Luxemburg/Brüssel - Die Wehrpflicht nur für Männer behindert zwar deren Zugang zum Arbeitsmarkt. Ein Verstoß gegen die Gleichbehandlungsbestimmungen im europäischen Recht liegt darin aber nicht - so die Ansicht der Generalanwältin am Europäischen Gerichtshof (EuGH), Christine Stix-Hackl.

Auf den latenten Konflikt zwischen Wirtschafts- und Wehrrecht geht sie in ihren Schlussanträgen in einem Verfahren ein, das ein deutscher Wehrpflichtiger gegen die Bundesrepublik angestrengt hatte (Rs. C-186/01, Alexander Dory). Die Generalanwältin stellt fest, dass die Ableistung des Wehrdienstes für Männer den Zugang zum Arbeitsmarkt durchaus gerade aufgrund geschlechtsspezifischer Aspekte verzögere.

Dieser Nachteil im Vergleich zu Frauen sei aber nicht Inhalt des Wehrpflichtgesetzes, sondern nur dessen Auwirkung. Da das Gesetz nicht die Regulierung des Zugangs zum Arbeitsmarkt zum Gegenstand habe, sei es also nicht von der Gleichstellungsrichtlinie auf EU-Ebene erfasst. Die Richter des EuGH folgen in der übergroßen Mehrzahl der Fälle den Anträgen der Generalanwälte. (jwo)


Kommentar E.W.:

Derselbe Sachverhalt ist auch Gegenstand einer Meldung im aktuellen PROFIL (Seite 14). Dort heißt es: "Der während des Präsenzdienstes unterbundene Zugang zum Arbeitsmarkt für Männer sei nicht Inhalt des deutschen Wehrpflichtgesetzes, sondern bloß eine Auswirkung." Daher stelle er keinen Verstoß gegen die Gleichbehandlung dar.
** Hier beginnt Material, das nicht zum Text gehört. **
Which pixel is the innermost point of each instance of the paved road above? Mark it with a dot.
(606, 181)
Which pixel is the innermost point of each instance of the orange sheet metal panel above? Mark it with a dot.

Mir kommt vor, daß hier ein richtungsweisendes Erkenntnis von der Männerwelt schlicht und einfach verschlafen wird.
Man läßt es offenbar einer weiblichen Person im Richteramt widerspruchslos durchgehen, daß mit einer schwindlichen Begründung etwas aufrechterhalten wird, was mit Händen zu greifen ist: eine Diskriminierung der Männer durch den Wehrdienst.
Zwischen Inhalt und Auswirkung eines Gesetzes zu unterscheiden, ist eine kasuistische Pflanzerei - noch dazu, wo ja die Dame selber die diskriminierende Auswirkung zugibt.
Wenn ein auf Höchstgeschwindigkeit getrimmtes Auto ein miserables Crash-Verhalten zeigt, weil man jeden Deka Gewicht einsparen möchte, dann ist das schlechte Crash-Verhalten auch nicht beabsichtigt, sondern "bloß eine Auswirkung" des Leichtbaues - heißt das etwa, daß man es zum Verkehr zulassen muß?

Soweit ein paar reaktionäre Gedanken eines Zeitgenossen, der es auch nicht versteht, warum ein (lediger) Herrenfriseur um fünf Jahre länger arbeiten muß als eine (ledige) Damenfriseuse - und da ist der Wehrdienst noch gar nicht eingerechnet, genausowenig wie der Umstand, daß die Frau bei fünf Jahren weniger Beitragszahlung ihre Pension insgesamt um fast 15 Jahre länger bezieht als der Mann (5 Jahre früher in Pension + beinahe 10 Jahre längere Lebenserwartung). Die Versicherungsmathematik ist offenbar genauso blind wie (angeblich) Justitia.